Texto del Evangelio (Jn 5,33-36): En aquel tiempo dijo Jesús a los judíos:
«Vosotros mandasteis enviados donde Juan, y él dio testimonio de la verdad. No
es que yo busque testimonio de un hombre, sino que digo esto para que os
salvéis. Él era la lámpara que arde y alumbra y vosotros quisisteis recrearos
una hora con su luz. Pero yo tengo un testimonio mayor que el de Juan; porque
las obras que el Padre me ha encomendado llevar a cabo, las mismas obras que
realizo, dan testimonio de mí, de que el Padre me ha enviado. Y el Padre, que
me ha enviado, es el que ha dado testimonio de mí».
«Él (Juan) era la
lámpara que arde y alumbra»
Comentario: Rev. D. Rafel FELIPE i Freije
(Girona, España)
Hoy, los cristianos tenemos que
aprender mucho de Juan el Bautista. Jesús lo compara con el fuego que quema y
da luz: «Él era la lámpara que arde y alumbra» (Jn 5,35). Su misión, como la nuestra, fue la de preparar el camino
del Maestro: allanar los corazones para que sólo Cristo se luzca, anunciar que
la Vida plena es posible, si seguimos a Jesucristo con fidelidad. Juan es la
voz que clama en el desierto: «Preparad el camino del Señor, enderezad sus
sendas» (Mt 3,3). El Hijo de Dios
viene a la tierra para descansar en nuestros corazones. —Pero… en mi corazón
manda mi libertad, y Él me pide ‘permiso’ para entrar ahí: por esto, hay que
‘allanarle’ la difícil ruta que apunta hacia el corazón humano. «Que nuestro
pensamiento se disponga para la venida de Cristo con una preparación no
inferior a la que haríamos si Él todavía tuviera que venir al mundo» (San Carlos Borromeo).

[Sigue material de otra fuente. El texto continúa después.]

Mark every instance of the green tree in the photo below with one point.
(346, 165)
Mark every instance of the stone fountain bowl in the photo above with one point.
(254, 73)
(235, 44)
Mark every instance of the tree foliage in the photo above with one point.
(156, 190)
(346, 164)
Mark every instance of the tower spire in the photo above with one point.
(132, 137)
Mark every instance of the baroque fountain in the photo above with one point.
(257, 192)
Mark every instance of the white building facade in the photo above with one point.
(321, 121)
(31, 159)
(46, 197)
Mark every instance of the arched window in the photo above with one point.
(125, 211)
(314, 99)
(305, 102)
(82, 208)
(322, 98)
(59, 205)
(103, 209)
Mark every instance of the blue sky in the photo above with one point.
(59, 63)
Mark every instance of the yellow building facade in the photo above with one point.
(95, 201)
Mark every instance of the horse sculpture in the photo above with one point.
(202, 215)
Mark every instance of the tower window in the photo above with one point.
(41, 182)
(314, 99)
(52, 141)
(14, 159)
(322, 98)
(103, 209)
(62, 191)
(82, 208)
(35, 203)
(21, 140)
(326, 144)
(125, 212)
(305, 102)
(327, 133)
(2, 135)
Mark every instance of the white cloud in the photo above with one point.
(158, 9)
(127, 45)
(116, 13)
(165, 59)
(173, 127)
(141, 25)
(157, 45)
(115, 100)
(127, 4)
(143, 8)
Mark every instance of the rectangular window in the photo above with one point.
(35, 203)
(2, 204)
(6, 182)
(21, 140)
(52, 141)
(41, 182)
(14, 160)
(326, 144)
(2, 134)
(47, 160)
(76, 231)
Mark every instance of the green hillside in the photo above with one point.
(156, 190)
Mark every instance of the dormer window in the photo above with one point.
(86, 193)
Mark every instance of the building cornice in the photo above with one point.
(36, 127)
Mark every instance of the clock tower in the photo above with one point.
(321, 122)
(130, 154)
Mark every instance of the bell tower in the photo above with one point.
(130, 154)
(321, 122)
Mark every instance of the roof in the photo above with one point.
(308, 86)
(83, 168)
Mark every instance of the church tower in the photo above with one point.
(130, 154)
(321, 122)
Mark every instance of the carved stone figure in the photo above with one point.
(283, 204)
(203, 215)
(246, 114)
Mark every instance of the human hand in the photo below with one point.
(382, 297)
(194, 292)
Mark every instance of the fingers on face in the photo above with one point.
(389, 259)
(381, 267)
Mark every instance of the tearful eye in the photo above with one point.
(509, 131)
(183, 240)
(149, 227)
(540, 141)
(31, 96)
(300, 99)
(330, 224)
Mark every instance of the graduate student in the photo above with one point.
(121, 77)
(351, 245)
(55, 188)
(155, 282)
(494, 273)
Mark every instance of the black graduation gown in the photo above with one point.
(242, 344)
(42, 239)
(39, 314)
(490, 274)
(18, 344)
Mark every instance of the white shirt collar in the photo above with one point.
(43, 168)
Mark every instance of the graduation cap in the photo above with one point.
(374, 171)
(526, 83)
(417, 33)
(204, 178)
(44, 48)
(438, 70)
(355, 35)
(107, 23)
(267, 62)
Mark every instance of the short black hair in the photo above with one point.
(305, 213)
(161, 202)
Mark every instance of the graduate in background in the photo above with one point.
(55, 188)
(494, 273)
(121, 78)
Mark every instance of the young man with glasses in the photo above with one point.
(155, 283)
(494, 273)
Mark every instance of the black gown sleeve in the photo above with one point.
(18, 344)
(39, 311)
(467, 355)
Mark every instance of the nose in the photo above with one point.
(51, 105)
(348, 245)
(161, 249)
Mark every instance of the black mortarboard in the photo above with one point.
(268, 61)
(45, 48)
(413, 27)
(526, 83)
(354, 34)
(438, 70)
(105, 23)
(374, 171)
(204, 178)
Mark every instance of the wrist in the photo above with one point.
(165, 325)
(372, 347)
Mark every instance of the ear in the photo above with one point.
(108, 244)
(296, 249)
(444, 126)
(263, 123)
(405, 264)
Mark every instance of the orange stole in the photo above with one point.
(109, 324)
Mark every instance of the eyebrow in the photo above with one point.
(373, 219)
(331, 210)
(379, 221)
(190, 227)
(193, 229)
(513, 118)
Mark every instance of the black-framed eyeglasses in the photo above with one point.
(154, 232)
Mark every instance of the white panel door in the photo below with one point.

Hoy se nos pide aprender de san
Juan. No es fácil. La renuncia, el sacrificio, el compromiso, la Verdad… no
están de moda actualmente. ¿Cuántos hay que sólo se mueven por el dinero, por
los placeres, por la comodidad, por la mentira…? Hay que mantener el corazón
limpio y desalojado de cosas. Si no, ahí no pueden hallar espacio ni Jesús ni
las otras personas.
Pero el Evangelio es camino de
Vida y de felicidad. Sólo la Verdad nos puede hacer libres, aunque esto nos
comporte la persecución o la muerte. Juan el Bautista ya lo había intuido, pero
acepta porque ésta es su misión. Su bautismo era liberador y sus palabras
—invitando a la conversión— el camino para llegar.
Jesús encuentra el camino
allanado, preparado, sazonado por la penitencia del Bautista. Sus obras dan
testimonio de que Él es el enviado. Encuentra ya los corazones arrepentidos y
humillados gracias al testimonio de Juan. Para él, el Maestro no encuentra más
que palabras de elogio.
Ojalá sean las mismas palabras
para cada uno de nosotros. Sobre todo, si hemos sido capaces de señalar al
Maestro, presentándolo y, a la vez, desapareciendo nosotros mismos.